Lindsey, unfortunately I have a 9-5 corporate job so traveling is somewhat limited! I try to take one big backpacking trip per year and so far, so good! I absolutely LOVE South America and now that I’ve been to Africa a few times, I fell in love with that continent as well! There are so many places to visit!

Lindsey 8

Tanya – I can relate! I’m in the same boat – working long hours in an office! I’m trying to keep my spirits high, though, and save as much of the paycheck as I can to fund my future travels. My bucket list keeps growing, and I cannot wait to continue to check out the world! Perhaps I’ll see you out there one day 🙂

Katie N 9

I am about to embark on my first trip overseas and yours has inspired me to go solo before I’ve even started my current journey.
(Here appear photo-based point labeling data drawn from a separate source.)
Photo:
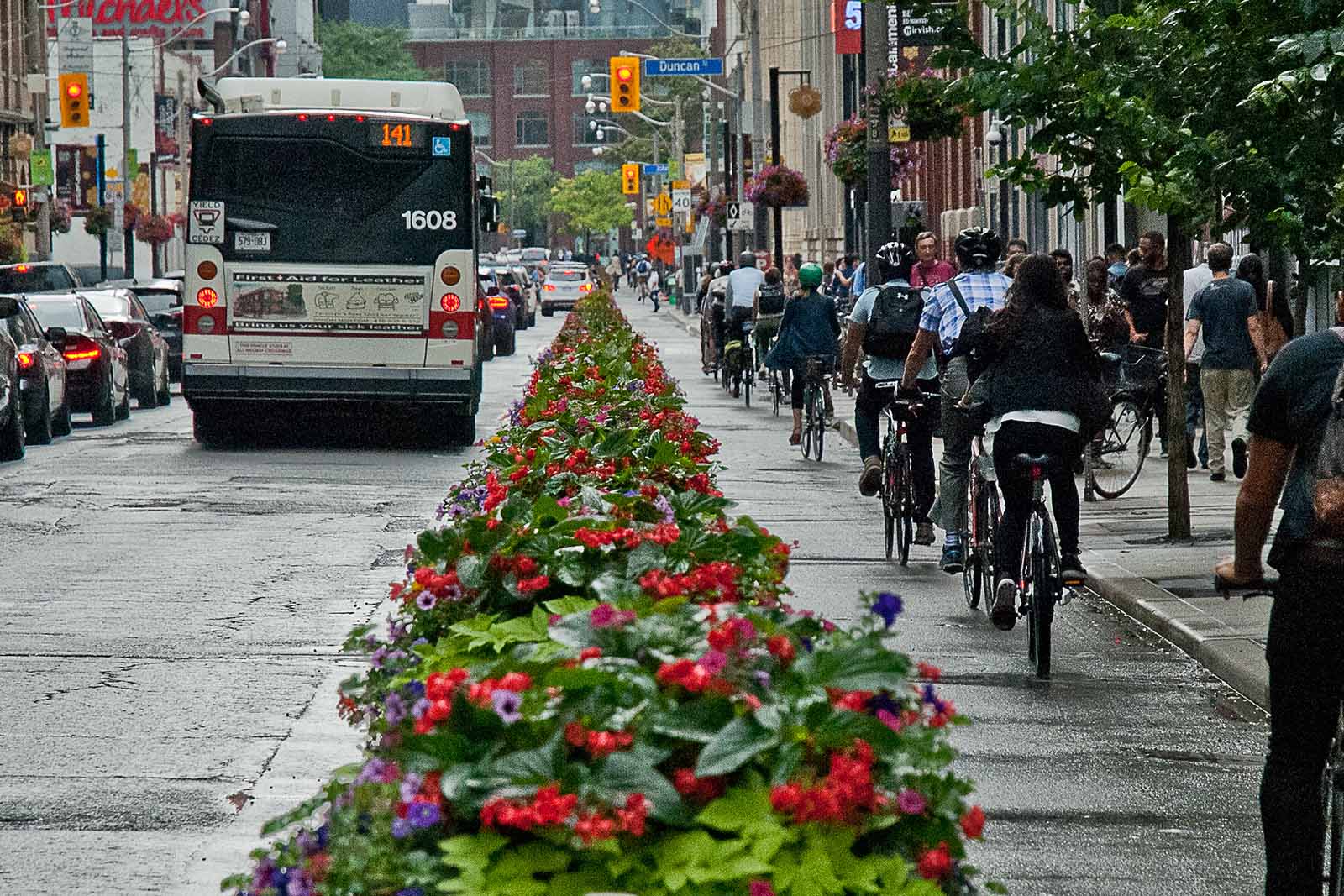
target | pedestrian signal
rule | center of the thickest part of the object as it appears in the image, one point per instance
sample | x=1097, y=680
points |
x=74, y=100
x=631, y=179
x=625, y=83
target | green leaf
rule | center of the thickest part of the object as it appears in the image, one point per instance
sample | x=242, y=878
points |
x=737, y=745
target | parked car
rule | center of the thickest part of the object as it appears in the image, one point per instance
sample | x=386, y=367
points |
x=38, y=277
x=161, y=298
x=564, y=285
x=147, y=349
x=97, y=369
x=46, y=410
x=13, y=436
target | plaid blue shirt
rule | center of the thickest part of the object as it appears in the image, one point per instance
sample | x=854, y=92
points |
x=944, y=316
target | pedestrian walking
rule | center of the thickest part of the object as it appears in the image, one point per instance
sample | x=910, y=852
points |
x=1146, y=291
x=1225, y=311
x=929, y=270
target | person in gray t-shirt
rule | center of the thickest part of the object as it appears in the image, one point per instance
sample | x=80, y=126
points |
x=1226, y=313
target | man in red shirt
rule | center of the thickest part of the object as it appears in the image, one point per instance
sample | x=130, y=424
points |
x=929, y=270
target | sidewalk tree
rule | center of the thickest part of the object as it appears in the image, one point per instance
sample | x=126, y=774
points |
x=354, y=50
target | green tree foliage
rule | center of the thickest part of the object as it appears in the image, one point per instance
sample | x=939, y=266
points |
x=353, y=50
x=524, y=194
x=591, y=202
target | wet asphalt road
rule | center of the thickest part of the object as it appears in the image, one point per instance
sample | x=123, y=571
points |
x=170, y=618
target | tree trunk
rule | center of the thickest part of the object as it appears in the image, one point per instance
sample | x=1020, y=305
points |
x=1178, y=488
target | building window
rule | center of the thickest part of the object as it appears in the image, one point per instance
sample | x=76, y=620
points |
x=533, y=129
x=585, y=134
x=531, y=80
x=480, y=128
x=580, y=67
x=470, y=76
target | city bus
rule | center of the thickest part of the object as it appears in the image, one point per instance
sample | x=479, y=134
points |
x=331, y=253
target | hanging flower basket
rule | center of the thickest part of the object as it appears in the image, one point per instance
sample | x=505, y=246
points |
x=155, y=230
x=779, y=187
x=847, y=154
x=924, y=101
x=98, y=221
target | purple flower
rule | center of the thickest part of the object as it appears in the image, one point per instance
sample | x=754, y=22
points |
x=423, y=815
x=507, y=705
x=889, y=607
x=394, y=710
x=911, y=802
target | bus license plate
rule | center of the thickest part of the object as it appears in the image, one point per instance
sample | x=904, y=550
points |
x=252, y=242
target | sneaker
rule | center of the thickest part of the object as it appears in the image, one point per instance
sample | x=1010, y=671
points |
x=870, y=481
x=952, y=559
x=1240, y=458
x=1005, y=610
x=924, y=533
x=1072, y=570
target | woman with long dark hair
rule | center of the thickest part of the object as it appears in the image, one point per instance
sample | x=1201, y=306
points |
x=1039, y=367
This is an incredible adventure to have been on and I can definitely see why you would travel after studying. Even though I love what I study, I still have no real idea of what I will do when I’m done and the expectations of everyone can definitely get to me. One day I hope to have an adventure half as amazing as yours, thanks for sharing.

Lindsey 10

Katie – I’m incredibly flattered by your words! Thank you! I’m glad I could inpire your first solo trip. It truly is an experience of a lifetime! Where are you planning on going? For how long?

Tremille 11

Lindsey, after reading your story I must say I felt even more compelled to take on the open road. I love to travel but have always been hesitant about traveling solo. However seeing how rewarding, life changing and self gratifying it was for you I see that is what I truly need to do in order to “find myself” and the direction I want my life to go in. Thank you for sharing this amazing story. I’m so happy I stumbled across this. I hope to one day have a story of my own like this to share.